According to the National Association of Independent Insurers (NAII), the California Assembly Banking and Finance Committee narrowly nixed proposed legislation that would have restricted the ability of businesses to offer expanded financial services to their customers.

SB 773 received five “yes” votes from the 11-member committee. Six votes were needed for passage.

SB 773, which already had passed the full Senate earlier in June, conflicted with federal privacy standards established in 1999’s Gramm-Leach-Bliley Act (GLBA). Another committee vote on the bill could be taken in early July.

Sam Sorich, NAII vice president and western regional manager said it is beneficial to consumers and business that California will retain its current privacy provisions, which have proven effective for more than two decades. He added that the rejection of SB 773 will allow the state to avoid costly and unwarranted inconsistencies, and gain time to evaluate how rules from GLBA are implemented.

By July 1, federal financial institutions are required to meet the privacy standards in GLBA. NAII is advocating that states enact legislation mirroring GLBA to avoid a hodge-podge of legislation that would be confusing and costly for consumers and insurers.

GLBA’s “opt-out” system for financial data mandates that financial institutions provide an annual notice to customers informing them of their right to “opt-out” of sharing their financial information with non-affiliated third parties.
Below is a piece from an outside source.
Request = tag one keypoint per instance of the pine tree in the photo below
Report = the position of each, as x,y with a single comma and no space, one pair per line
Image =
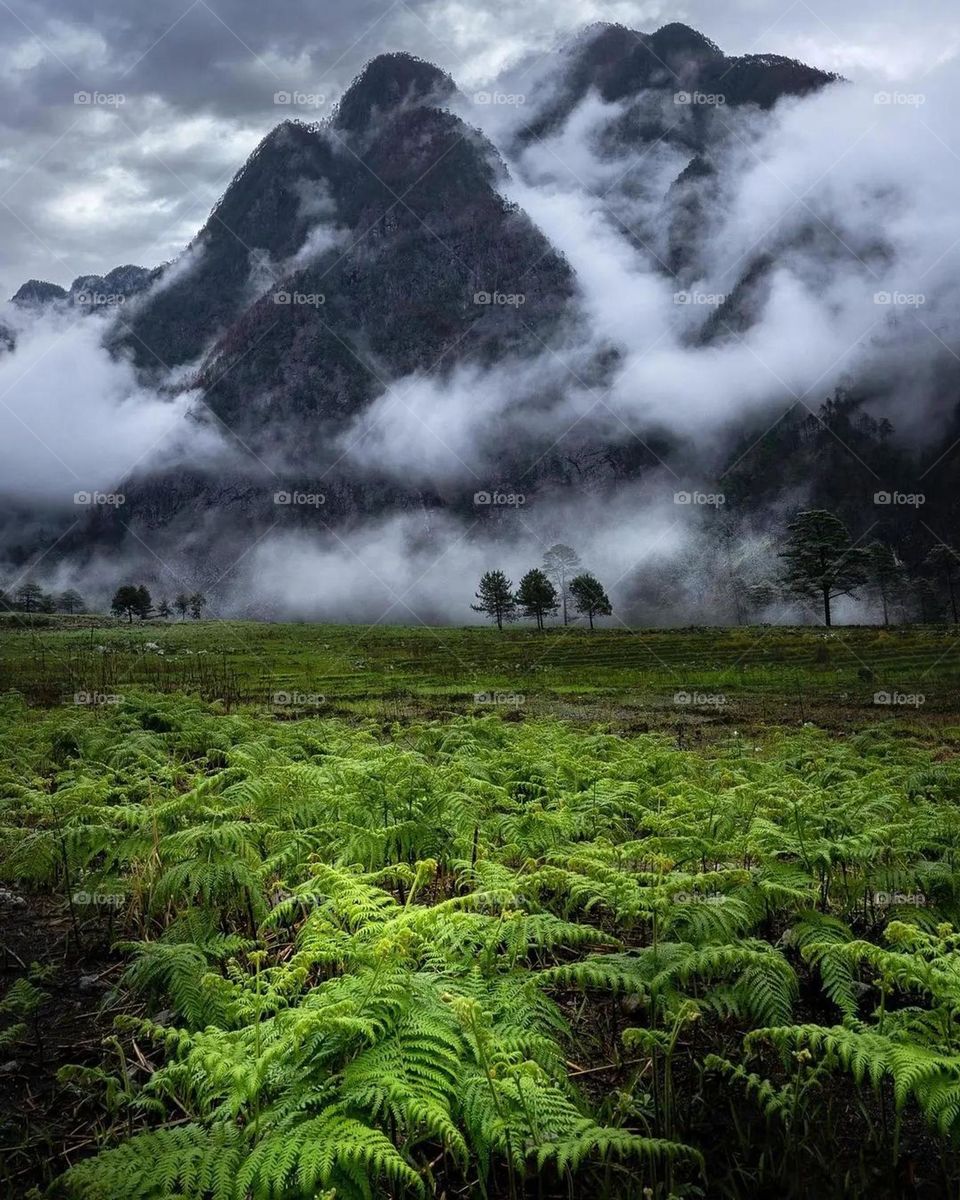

Unlike SB 773, GLBA does not restrict the flow of consumer information among affiliated entities. The Secretary of the U.S. Treasury is required to report to Congress by Jan. 1 whether the new federal privacy requirements are adequate.

According to the NAII, SB 773 would have ventured well beyond the basic privacy provisions in GLB by prohibiting any disclosure of customers’ information to nonaffiliates without the customer’s consent, or “opt-in.” It also would have allowed customers to “opt-out” the sharing of their information with company affiliates, which conflicts with the federal Fair Credit Reporting Act. The act specifies that no state law may limit information sharing with affiliates until 2004.

The NAII further states that while designed to protect the privacy of consumer financial information, the bill actually would have conflicted with state privacy protections for insurance information that have been in place and proven effective for nearly two decades. California’s current insurance privacy law, the Insurance Information and Privacy Protection Act, already gives consumers the right to opt-out of the sharing of information for marketing purposes. Consumers also have the right to inspect their personal information to have erroneous information corrected.